What is the problem this paper is trying to solve?

Neural networks are now often used to generate text. As such, they are often trained to maximize a product of probabilities: the probability of the 5th word in the output given all previous words. Unfortunately, the distribution on which they are trained is typically the gold standard distribution of previous words. This means that they never learn to recover from their own mistakes: at test time, if they make an error (which they will), they could end up in some distribution they've never seen at training time and behave arbitrarily badly. Matti Kaariainen proved over ten years ago that you can construct worst case examples on which, even with vanishingly small probability of error, the sequence predictor makes T/2 mistakes on a length T binary sequence prediction problem. We've also known for about as long how to fix this (for models that are more general than neural networks), but more on that later.

How do they solve this problem?

On the ith minibatch, for each output word, they flip an (independent) coin. If it comes up heads, they use the true ith word when training (the training data one); if it comes up tails, they use the predicted ith word. If the coin probability is 1, then this amounts to the standard (inconsistent) training paradigm. If the coin probability is 0, then this amounts to always using the predicted words.

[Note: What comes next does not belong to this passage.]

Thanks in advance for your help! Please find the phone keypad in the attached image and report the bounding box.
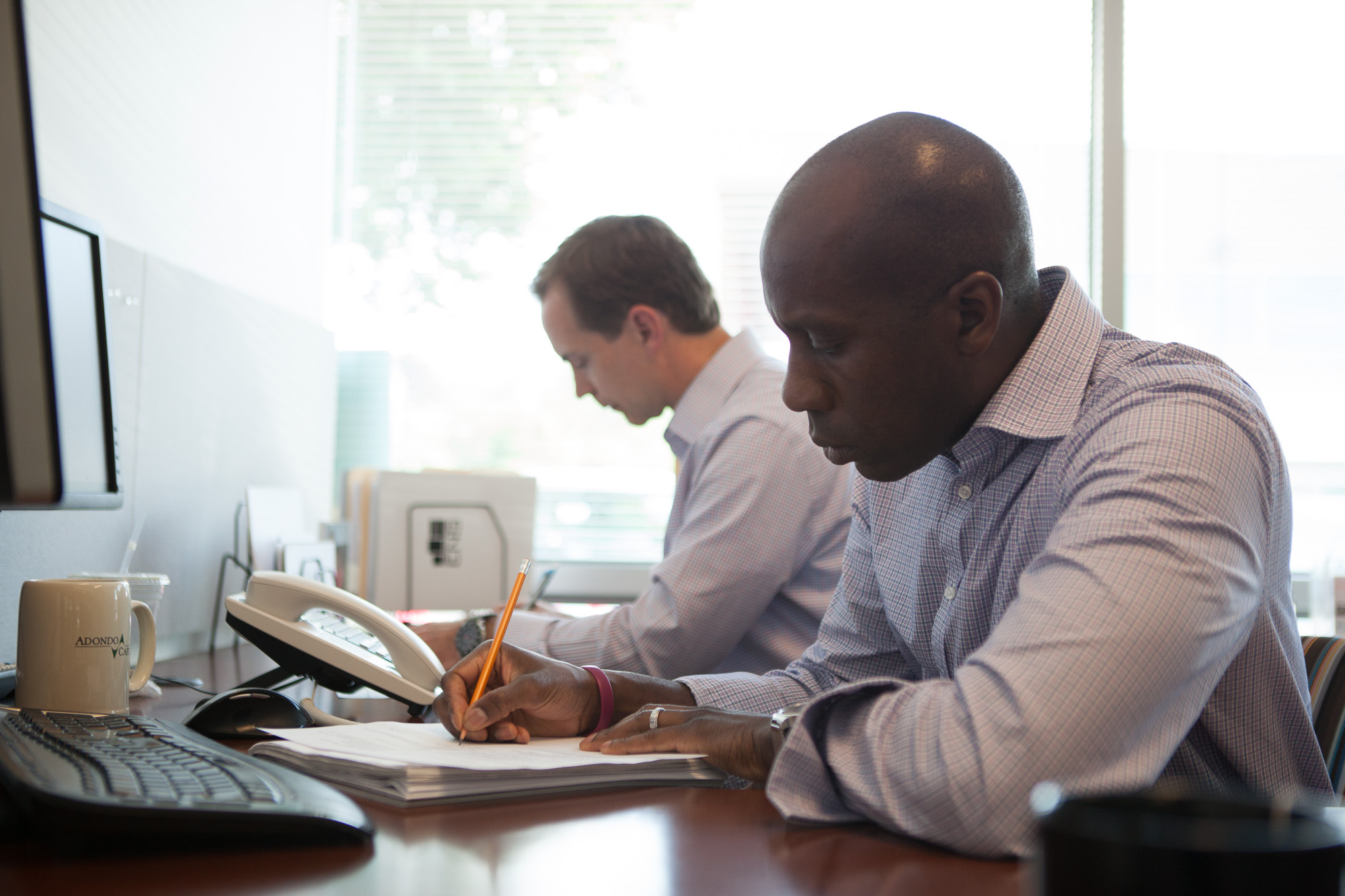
[300,610,395,670]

How does this relate to existing stuff?

To put this in terminology that I understand better, they're playing with the rollin distribution, adjusting it between "Ref" (when the probability is one) to "Learn" (when the probability is zero) and, as is natural, "Mix" when the probability is somewhere in the middle.

I think (but please correct me if I'm wrong!) that Searn was the first algorithm that considered mixture policies for roll-in. (Previous algorithms, like incremental perceptron, Lasso, etc., used either Ref or Learn.) Of course no one should be actually using Searn anymore (algorithms like DAgger, AggreVaTe and LOLS, complete dominate it as far as I can tell).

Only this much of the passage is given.